In the study by Annelie et al., the Swedish version of the PGQ showed discriminatory ability between treatment and non-treatment pregnant/postpartum women with PGP [19]. Similarly, our results for discriminative validity indicate that the Chinese version of the PGQ could also effectively distinguish pregnant/postpartum women with PGP who need treatment from those who do not need treatment. This finding has important clinical implications for determining the need for intervention among Chinese women with PGP. This Chinese version of the PGQ can be used to effectively identify the PGP patients who need treatment in clinical practice. Thus, timely treatment can be given to such patients, avoiding continuous deterioration and improving their daily life [31, 32].

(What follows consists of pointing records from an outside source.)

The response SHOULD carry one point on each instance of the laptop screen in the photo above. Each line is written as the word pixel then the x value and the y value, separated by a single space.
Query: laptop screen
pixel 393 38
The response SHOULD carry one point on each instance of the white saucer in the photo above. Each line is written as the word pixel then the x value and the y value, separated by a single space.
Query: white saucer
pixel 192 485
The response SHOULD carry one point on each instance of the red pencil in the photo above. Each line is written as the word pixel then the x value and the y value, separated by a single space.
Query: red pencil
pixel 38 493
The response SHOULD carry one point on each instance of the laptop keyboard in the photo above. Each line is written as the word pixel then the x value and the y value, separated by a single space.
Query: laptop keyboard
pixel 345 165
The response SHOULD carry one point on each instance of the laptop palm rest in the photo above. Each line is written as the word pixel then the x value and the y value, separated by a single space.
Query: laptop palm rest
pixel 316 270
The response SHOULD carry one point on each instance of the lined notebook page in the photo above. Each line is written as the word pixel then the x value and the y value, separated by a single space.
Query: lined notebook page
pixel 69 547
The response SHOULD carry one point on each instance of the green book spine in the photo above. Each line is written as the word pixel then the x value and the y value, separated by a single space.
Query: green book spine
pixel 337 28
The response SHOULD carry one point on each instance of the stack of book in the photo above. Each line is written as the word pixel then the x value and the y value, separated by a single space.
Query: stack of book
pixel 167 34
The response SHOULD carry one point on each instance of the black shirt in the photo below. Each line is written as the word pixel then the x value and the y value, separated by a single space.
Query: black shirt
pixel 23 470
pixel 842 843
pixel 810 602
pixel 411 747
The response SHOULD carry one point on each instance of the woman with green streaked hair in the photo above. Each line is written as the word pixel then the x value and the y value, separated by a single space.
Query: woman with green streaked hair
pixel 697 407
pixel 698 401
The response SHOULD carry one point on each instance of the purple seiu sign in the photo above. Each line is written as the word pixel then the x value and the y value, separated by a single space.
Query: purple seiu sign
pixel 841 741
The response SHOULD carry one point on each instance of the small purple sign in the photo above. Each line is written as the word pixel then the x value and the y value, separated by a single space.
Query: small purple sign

The original PGQ has been reported to have discriminatory power for separating pregnant women from postpartum women [22]. However, no significant difference was found in the AUC values for the translated PGQ for distinguishing between pregnant women and postpartum women with PGP, which is similar to the result for the Spanish version of the PGQ [17]. The possible reasons for this inconsistent result are the different educational backgrounds and parity of the patients [33]. The parity of most participants (91.6%) was 0 or 1 in the present study and 2 for only 13 women.

To confirm the reliability of the Chinese version of the PGQ, we performed a re-test of the PGQ on a random sub-sample of 67 patients who repeated the PGQ within 1 week. A high level of consistency was observed for the total score, the activity subscale score and the symptom subscale score, as indicated by the ICC values, representing the high reliability and stability of the Chinese version of the PGQ. Similar results were obtained for the Spanish version of the PGQ [17]. Further studies involved in translation of the PGQ are recommended to include the test–retest step in the validation to strengthen the evidence of the reliability of the translated PGQ.

Some limitations of this study should be considered. First, only 130 patients were included in this study to verify the cultural adaptation, reliability, and validity of the Chinese version of the PGQ, and most (96.2%) had a bachelor’s degree or a higher degree. Because most Chinese women only have a high school education [34], further research with a larger sample containing more women with only a high school education is required to confirm the reliability of the Chinese version of the PGQ for the general Chinese population. Second, the diagnosis of PGP in this study was mainly based on clinical tests. Because no statistical analysis was performed on the data from these clinical tests, we could not conduct a correlation analysis between clinical test results and scores on the Chinese version of PGQ. Finally, because only 151 women were included in this study, this study may have been underpowered from a statistical perspective.

Conclusions

In summary, the Chinese version of the PGQ was found to be linguistically accurate, valid with high internal consistency, reliable and understandable for the evaluation of PGP disability among women both during and after pregnancy. The Chinese version of the PGQ showed a good ability to discriminate women who need treatment from women without a reported need for treatment. The use of this Chinese version of the PGQ will effectively improve the clinical care and research related to PGP in Chinese-speaking populations, promoting international research and decision-making based on common references.